3.4 31B GGUF — `unsloth/gemma-4-31B-it-GGUF`

30.7B params · ~84,000 downloads/month (most popular Gemma 4 GGUF!)

Bits	Quantization	File Size	Notes
2-bit	UD-IQ2_XXS	8.53 GB	Very low quality
2-bit	UD-IQ2_M	10.8 GB
2-bit	UD-Q2_K_XL	11.8 GB
3-bit	Q3_K_S	13.2 GB
3-bit	Q3_K_M	14.7 GB
3-bit	UD-Q3_K_XL	15.3 GB
4-bit	IQ4_XS	16.4 GB	Min VRAM ~17 GB
4-bit	Q4_K_S	17.4 GB
4-bit	Q4_K_M ⭐	18.3 GB	Recommended default
4-bit	UD-Q4_K_XL	18.8 GB
5-bit	Q5_K_S	21.1 GB
5-bit	Q5_K_M	21.7 GB
5-bit	UD-Q5_K_XL	21.9 GB
6-bit	Q6_K	25.2 GB	Near-lossless
6-bit	UD-Q6_K_XL	27.5 GB
8-bit	Q8_0	32.6 GB	Highest GGUF quality
8-bit	UD-Q8_K_XL	35.0 GB
16-bit	BF16	61.4 GB	Full precision

3.5 GGUF Quick-Pick Summary

Model	GPU VRAM	Recommended Quant	Size
E2B	4 GB+	Q4_K_M	3.11 GB
E2B	6 GB+	Q8_0	5.05 GB
E4B	6 GB+	Q4_K_M	4.98 GB
E4B	10 GB+	Q8_0	8.19 GB
26B-A4B	16 GB+	MXFP4_MOE / UD-Q4_K_M	~17 GB
26B-A4B	28 GB+	Q8_0	26.9 GB
31B	20 GB+	Q4_K_M	18.3 GB
31B	36 GB+	Q8_0	32.6 GB

4. Architecture Deep Dive

4.1 Hybrid Attention Mechanism

All Gemma 4 models interleave two types of attention layers:

Local Sliding Window Attention: Attends only to a local window of neighboring tokens.
- E2B/E4B: 512-token window
- 26B-A4B/31B: 1024-token window
Global Full Attention: Attends to the entire sequence.
- Memory-efficient via Unified Keys and Values across global layers
- Uses Proportional RoPE (p-RoPE) for position encoding

Rule: The final transformer layer is always a global attention layer.

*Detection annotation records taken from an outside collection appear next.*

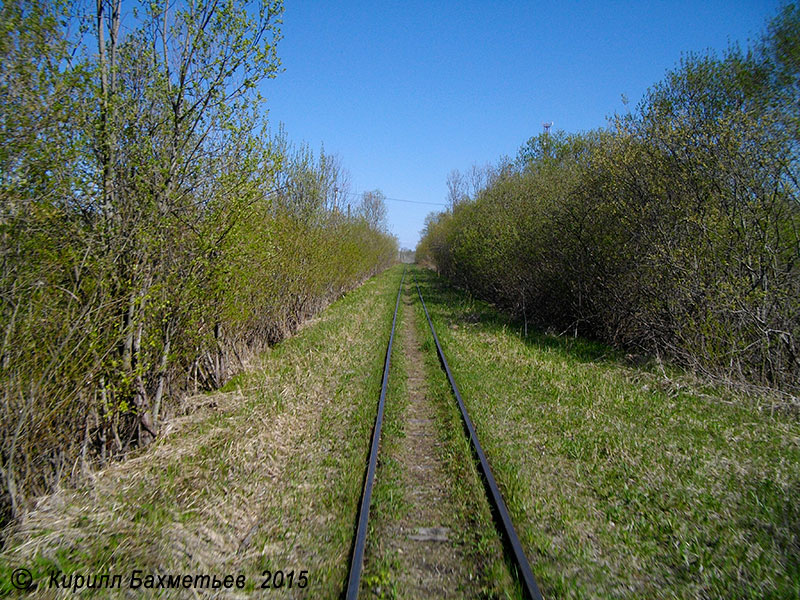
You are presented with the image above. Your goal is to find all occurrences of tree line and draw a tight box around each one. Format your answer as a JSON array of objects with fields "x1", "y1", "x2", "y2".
[
  {"x1": 417, "y1": 4, "x2": 800, "y2": 401},
  {"x1": 0, "y1": 0, "x2": 397, "y2": 524}
]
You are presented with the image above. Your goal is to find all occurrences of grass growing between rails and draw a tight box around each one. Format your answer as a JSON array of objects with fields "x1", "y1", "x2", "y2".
[
  {"x1": 0, "y1": 266, "x2": 402, "y2": 598},
  {"x1": 417, "y1": 271, "x2": 800, "y2": 598},
  {"x1": 409, "y1": 274, "x2": 522, "y2": 599}
]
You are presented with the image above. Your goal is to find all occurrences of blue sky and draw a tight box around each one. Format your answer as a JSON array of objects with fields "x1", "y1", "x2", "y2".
[{"x1": 261, "y1": 0, "x2": 779, "y2": 248}]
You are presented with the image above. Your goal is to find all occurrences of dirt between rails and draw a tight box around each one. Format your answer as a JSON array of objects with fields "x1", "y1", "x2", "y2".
[{"x1": 364, "y1": 288, "x2": 480, "y2": 599}]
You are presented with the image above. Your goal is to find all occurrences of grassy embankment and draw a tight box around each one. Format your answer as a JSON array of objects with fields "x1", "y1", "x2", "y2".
[
  {"x1": 418, "y1": 272, "x2": 800, "y2": 598},
  {"x1": 0, "y1": 267, "x2": 402, "y2": 598}
]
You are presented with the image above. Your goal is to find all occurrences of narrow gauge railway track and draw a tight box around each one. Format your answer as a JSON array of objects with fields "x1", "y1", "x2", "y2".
[{"x1": 346, "y1": 267, "x2": 542, "y2": 600}]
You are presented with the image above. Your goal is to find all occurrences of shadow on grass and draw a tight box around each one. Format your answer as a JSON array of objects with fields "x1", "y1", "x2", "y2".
[{"x1": 414, "y1": 265, "x2": 630, "y2": 366}]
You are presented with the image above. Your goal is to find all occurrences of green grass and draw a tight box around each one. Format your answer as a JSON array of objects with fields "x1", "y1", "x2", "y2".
[
  {"x1": 360, "y1": 274, "x2": 410, "y2": 599},
  {"x1": 410, "y1": 268, "x2": 522, "y2": 598},
  {"x1": 418, "y1": 271, "x2": 800, "y2": 598},
  {"x1": 0, "y1": 267, "x2": 402, "y2": 598}
]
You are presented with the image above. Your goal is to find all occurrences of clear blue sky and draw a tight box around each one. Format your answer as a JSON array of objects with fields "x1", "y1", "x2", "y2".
[{"x1": 261, "y1": 0, "x2": 779, "y2": 248}]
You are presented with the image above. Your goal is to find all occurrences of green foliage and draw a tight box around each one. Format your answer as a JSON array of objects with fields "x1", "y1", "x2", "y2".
[
  {"x1": 0, "y1": 0, "x2": 396, "y2": 523},
  {"x1": 417, "y1": 4, "x2": 800, "y2": 395}
]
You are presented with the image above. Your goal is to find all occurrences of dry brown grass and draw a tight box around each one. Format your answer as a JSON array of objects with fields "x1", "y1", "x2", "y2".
[{"x1": 0, "y1": 269, "x2": 400, "y2": 598}]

4.2 Per-Layer Embeddings (PLE) — E2B / E4B Only

Instead of a single shared embedding matrix, each decoder layer has its own embedding table per token. This results in:

Large total parameter count (explains "5.1B total" for a "2.3B effective" model)
No additional compute overhead — embeddings are lookup operations
Superior on-device deployment (embedding tables compress well on flash storage)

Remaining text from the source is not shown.